Features
Last Call For EMI
Citigroup has reportedly whittled down the bidders for EMI to a select group and asked them to come back with their best offers by Oct. 5.
The whole deal should be done and dusted by the end of the year, according to the Los Angeles Times, which cited “executives familiar with the auction.”
Citi’s had control of EMI since February, when former owner Terra Firma allegedly defaulted on the loans it needed to complete its £4.2 billion purchase of the English music company in 2007.
At the beginning of September, Terra Firma chief Guy Hands began a High Court battle in London to establish Citi’s reasons for seizing control, given that his private equity firm’s loan covenant tests weren’t due for another month.
The Times also said Citi was prepared to entertain bids from companies that wanted to buy all of EMI, such as Len Blavatnik’s Access Industries, as well as bidders looking to pick up only part of it.
Apart from Blavatnick, who has just bought Warner Music Group, the other names in the frame are widely reported to include Sony Corp., BMG Rights Management, Universal Music Group, and a couple of U.S.-based private equity firms.

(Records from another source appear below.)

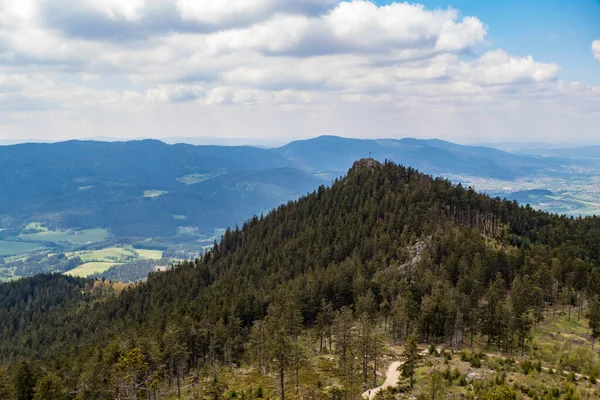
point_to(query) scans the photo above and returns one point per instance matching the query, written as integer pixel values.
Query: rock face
(365, 163)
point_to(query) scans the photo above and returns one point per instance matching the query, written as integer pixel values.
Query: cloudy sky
(277, 70)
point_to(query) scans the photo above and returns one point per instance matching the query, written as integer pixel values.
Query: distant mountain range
(148, 188)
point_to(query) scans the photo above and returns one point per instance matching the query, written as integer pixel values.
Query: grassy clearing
(151, 194)
(91, 268)
(111, 254)
(115, 254)
(89, 236)
(74, 237)
(192, 179)
(149, 254)
(15, 248)
(36, 226)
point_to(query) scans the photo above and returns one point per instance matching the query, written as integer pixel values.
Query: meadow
(73, 237)
(96, 261)
(16, 248)
(91, 268)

EMI chief exec Roger Faxon has expressed a wish that the company be sold as one going concern, but the consensus among UK business analysts is that it will get sold in whatever way raises the most cash for Citi.
EMI’s publishing unit is smaller than its recorded music business but it’s still the most profitable.
Although indies association IMPALA says it’s unlikely the various regulatory authorities would allow EMI to be sold to another major label, the Times is among the papers suggesting – given the economic climate – that may not be the issue it would have been three or four years ago.
Such a deal would reduce the number of major record labels from four to three, down from six in the late 1990s.